Keely filled the sink and peered through the curtain. The window could have been his own. Same sink. Same terylene curtains. Same view of the war monument and the date palms on the hill. The human things were unfamiliar: the cheesy knick-knacks, the Blu-Tacked posters, the potted cactus on the bench, the happy snaps in Kmart frames. But the bare brick walls, the mean, low ceiling, the shifty parquet floor in the kitchen — they were no different. For some reason it made him smile. A totally separate life being lived in exactly the same space. That was the Mirador for you. Ten floors of architectural uniformity. And within it, all these folks resisting replication. The thought gave him a stab of fondness, for people, for shambling, ordinary folks. Yes, for just a moment he loved his crooked neighbours with his crooked heart.

Then it occurred to him as he rolled suds like lottery balls through his fingers that she was right. After all, what were the odds? Of his being him instead of Gemma. And the pair of them, decades later, finding themselves here in identical containers like the tools of some finicky technician.
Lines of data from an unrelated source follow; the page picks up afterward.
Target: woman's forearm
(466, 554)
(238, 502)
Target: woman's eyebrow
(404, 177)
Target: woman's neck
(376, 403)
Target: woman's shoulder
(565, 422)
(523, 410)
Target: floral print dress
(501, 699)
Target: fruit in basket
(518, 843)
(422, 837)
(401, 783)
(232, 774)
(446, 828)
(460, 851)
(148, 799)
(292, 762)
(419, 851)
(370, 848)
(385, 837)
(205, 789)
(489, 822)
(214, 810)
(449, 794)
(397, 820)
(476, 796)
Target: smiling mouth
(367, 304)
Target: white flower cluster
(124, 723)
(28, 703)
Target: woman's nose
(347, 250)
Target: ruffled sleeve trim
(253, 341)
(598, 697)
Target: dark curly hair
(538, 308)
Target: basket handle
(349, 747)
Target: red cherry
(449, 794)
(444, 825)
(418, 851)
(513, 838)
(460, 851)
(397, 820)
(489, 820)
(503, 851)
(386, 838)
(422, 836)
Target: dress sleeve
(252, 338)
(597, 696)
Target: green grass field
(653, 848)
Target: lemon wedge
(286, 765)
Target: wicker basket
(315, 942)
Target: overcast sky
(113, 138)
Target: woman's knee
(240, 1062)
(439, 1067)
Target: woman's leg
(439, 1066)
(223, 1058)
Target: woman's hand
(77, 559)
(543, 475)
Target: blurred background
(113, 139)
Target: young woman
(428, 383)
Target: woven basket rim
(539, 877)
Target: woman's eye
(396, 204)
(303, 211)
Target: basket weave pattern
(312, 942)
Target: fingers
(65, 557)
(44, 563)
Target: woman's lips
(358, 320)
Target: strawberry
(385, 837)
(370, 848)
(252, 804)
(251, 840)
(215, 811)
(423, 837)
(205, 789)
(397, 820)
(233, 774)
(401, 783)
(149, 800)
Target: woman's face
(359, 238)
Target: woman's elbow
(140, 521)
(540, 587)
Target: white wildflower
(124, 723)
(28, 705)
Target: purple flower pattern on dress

As he dried and set everything on the bench behind him, he listened to Gemma and the boy in the bathroom. Then closer, in the bedroom. She had a gruff way with the kid familiar from Keely’s own boyhood but no longer approved of in middle-class circles. Kai’s voice was toneless. And Keely wondered what that was about. He could barely imagine the life the boy had endured. Endless uncertainty. Disorder. Probably worse. It’d be cruel for her, seeing her own childhood repeated like this.

On the bench, stood up in a ghastly quilted frame the colour of smoked salmon, was a photo of Kai as an infant in the arms of a girl Keely could only assume was his mother, a pretty-enough blonde partly hidden by the outsized lenses of her sunglasses. The infant Kai stared at the camera as if trying to decide what was necessary. To smile? To stay still? To keep the peace. Looking at him there, with his silky hair adrift, he could have been Gemma in the sixties.

She was sixteen when she had him, said Gemma.

Keely swung about and almost dropped the frypan. He didn’t like to think how long she’d been there. Reading his thoughts, all his social judgements, his anthropological musings.

Gem, she looks lovely.

She was. Once.

Like you, he said.

Gemma grunted, displeased.

His Nibs wants you to say goodnight.

Oh? Oh. Sure.

Keely didn’t need to be shown the way to the bedroom. But he managed to feel a little lost along the way, for it was suddenly strange territory. Harriet had nieces and nephews but Keely hadn’t been in a kid’s bedroom in a very long time. He felt a snag of panic. And sensed Gemma watching from the doorway, doubtless smiling, finding his awkwardness comical.

Given its mélange of boy-things and woman-things — Motocross posters and high-heeled boots, face creams, action figures, bras, boxer shorts — the small bedroom was orderly if not strictly tidy, and it smelt a whole lot better than his own, cigarette smoke or no. There was a queen-size bed. A couple of boxy side tables. The standard miserly built-in robe.

Kai sat bare-chested beneath a sheet. His Bart Simpson pillowlay alongside Gemma’s flouncy shams. As Keely stood wiping his hands anxiously on the back of his shorts, Gemma came in, snatched a few things from the end of the bed and went through to the bathroom.